Musica e Libri
18/10/2007
Trabant, "Music 4 Losers"
Un disco 'impossibile', come se i giovani Radiohead e i giovani Cure suonassero insieme...

di L'Alligatore

Ricordo una gita scolastica a Budapest, poco dopo la caduta del Muro di Berlino. Si trovavano per le strade un sacco di Trabant, le mitiche auto della Germania dell'Est. Mi ero fatto fotografare davanti ad una di esse, azzurro puffo, e poi avevo mandato la foto alla redazione del trimestrale di Smemoranda per un concorso sui mezzi di trasporto più originali...
Bello che un giovane gruppo italico abbia rubato il nome a quella piccola simpatica auto (pure gli U2 l'avevano presa in prestito per un loro famoso tour), bello che producano una musica spumeggiante dedicandola ai perdenti.

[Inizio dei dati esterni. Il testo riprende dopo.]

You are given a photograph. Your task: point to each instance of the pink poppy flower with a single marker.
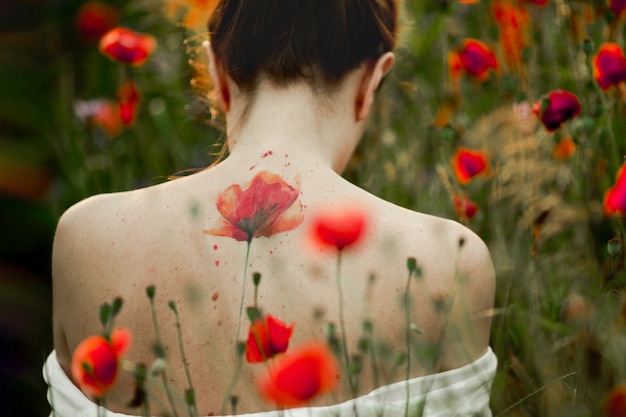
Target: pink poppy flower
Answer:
(467, 164)
(95, 362)
(267, 337)
(615, 197)
(475, 58)
(127, 46)
(556, 107)
(609, 65)
(267, 206)
(299, 376)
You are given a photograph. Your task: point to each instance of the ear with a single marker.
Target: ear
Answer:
(370, 83)
(219, 79)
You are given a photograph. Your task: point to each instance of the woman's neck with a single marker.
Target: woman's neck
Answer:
(294, 120)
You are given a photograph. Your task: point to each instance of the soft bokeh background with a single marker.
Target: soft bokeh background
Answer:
(560, 323)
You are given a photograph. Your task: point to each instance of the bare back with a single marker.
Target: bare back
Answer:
(118, 244)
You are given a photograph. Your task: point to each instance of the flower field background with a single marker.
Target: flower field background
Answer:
(506, 115)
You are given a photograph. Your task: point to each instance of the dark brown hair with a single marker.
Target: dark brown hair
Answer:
(318, 41)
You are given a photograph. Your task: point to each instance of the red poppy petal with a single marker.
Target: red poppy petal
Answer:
(339, 228)
(279, 334)
(126, 45)
(94, 366)
(609, 65)
(310, 370)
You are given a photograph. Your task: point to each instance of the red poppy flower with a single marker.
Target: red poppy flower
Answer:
(126, 45)
(266, 207)
(512, 21)
(564, 149)
(267, 337)
(100, 112)
(614, 404)
(94, 19)
(465, 208)
(128, 99)
(609, 65)
(476, 58)
(467, 164)
(556, 108)
(615, 197)
(95, 362)
(338, 227)
(299, 376)
(617, 6)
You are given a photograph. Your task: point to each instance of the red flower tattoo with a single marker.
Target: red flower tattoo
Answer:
(267, 206)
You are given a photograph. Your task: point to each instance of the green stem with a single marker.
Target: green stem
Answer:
(344, 339)
(161, 354)
(190, 394)
(407, 312)
(231, 387)
(243, 290)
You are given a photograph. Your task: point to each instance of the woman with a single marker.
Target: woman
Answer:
(296, 81)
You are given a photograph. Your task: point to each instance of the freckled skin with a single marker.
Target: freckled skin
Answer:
(168, 248)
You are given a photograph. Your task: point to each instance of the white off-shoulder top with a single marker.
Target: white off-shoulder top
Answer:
(459, 392)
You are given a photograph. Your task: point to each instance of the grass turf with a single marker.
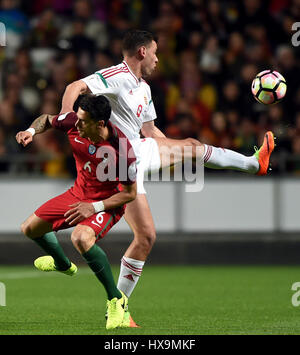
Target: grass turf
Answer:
(178, 300)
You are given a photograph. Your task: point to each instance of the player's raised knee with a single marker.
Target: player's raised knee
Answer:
(147, 239)
(196, 145)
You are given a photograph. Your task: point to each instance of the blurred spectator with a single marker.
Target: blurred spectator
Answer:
(16, 24)
(94, 28)
(45, 29)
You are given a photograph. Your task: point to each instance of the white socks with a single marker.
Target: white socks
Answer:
(220, 158)
(130, 273)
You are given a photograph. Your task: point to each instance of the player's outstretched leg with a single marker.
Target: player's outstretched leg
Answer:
(47, 263)
(115, 311)
(264, 152)
(173, 151)
(83, 238)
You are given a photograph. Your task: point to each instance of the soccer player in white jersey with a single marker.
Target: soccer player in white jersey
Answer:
(133, 111)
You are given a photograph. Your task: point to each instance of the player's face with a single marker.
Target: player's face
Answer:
(150, 60)
(87, 128)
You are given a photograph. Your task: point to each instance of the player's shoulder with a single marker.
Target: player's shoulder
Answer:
(146, 86)
(114, 73)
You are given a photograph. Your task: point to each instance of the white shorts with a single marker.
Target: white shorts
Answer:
(148, 159)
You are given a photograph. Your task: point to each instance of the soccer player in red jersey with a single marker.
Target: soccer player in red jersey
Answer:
(104, 160)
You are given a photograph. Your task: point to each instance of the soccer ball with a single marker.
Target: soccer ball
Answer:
(269, 87)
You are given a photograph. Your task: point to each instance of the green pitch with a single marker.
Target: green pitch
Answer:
(168, 300)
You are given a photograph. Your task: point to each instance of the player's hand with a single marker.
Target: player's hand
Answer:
(78, 212)
(24, 137)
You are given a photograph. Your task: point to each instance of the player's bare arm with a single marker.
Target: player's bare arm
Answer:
(71, 94)
(82, 210)
(39, 125)
(150, 130)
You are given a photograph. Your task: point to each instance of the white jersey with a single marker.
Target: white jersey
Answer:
(130, 97)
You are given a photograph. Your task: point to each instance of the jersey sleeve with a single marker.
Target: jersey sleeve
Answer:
(150, 114)
(96, 83)
(65, 121)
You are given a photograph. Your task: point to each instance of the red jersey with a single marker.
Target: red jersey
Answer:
(101, 167)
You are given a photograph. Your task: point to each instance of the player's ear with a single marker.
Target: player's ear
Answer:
(101, 123)
(142, 52)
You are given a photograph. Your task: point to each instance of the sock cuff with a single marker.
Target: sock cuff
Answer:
(207, 152)
(136, 266)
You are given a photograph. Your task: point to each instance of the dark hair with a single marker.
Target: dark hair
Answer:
(134, 39)
(97, 106)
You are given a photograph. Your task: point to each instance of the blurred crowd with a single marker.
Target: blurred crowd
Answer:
(209, 53)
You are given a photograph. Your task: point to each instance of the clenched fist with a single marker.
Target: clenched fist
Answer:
(24, 137)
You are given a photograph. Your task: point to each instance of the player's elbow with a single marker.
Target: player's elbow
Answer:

La partenza è a tutta birra. Non fai manco in tempo a salire sulla Trabant, che gira già a mille con 187 P.C., mentre non puoi fare a meno di fermarti e scendere dall’auto al secondo pezzo, per ballare al ritmo di un punkettone scatenato come Gone Too Far o, poco dopo, con la suggestiva techno dal volto umano Tonight Party (con musica così il party rischia di non finire mai). Spensierata Milky Way, l'ideale da ascoltare in auto mentre andate per una dritta strada senza meta, una zingarata in montagna tra paesaggi mozzafiato. Dilatato/dilatante il finale con Happyness=Guiltyness, degna coda di un cd tiratissimo (a proposito di coda, la mia, dopo l'ascolto, è distrutta).
Se i giovani Radiohead e i giovani Cure suonassero insieme ne uscirebbe un disco come Music 4 Losers... Un disco impossibile!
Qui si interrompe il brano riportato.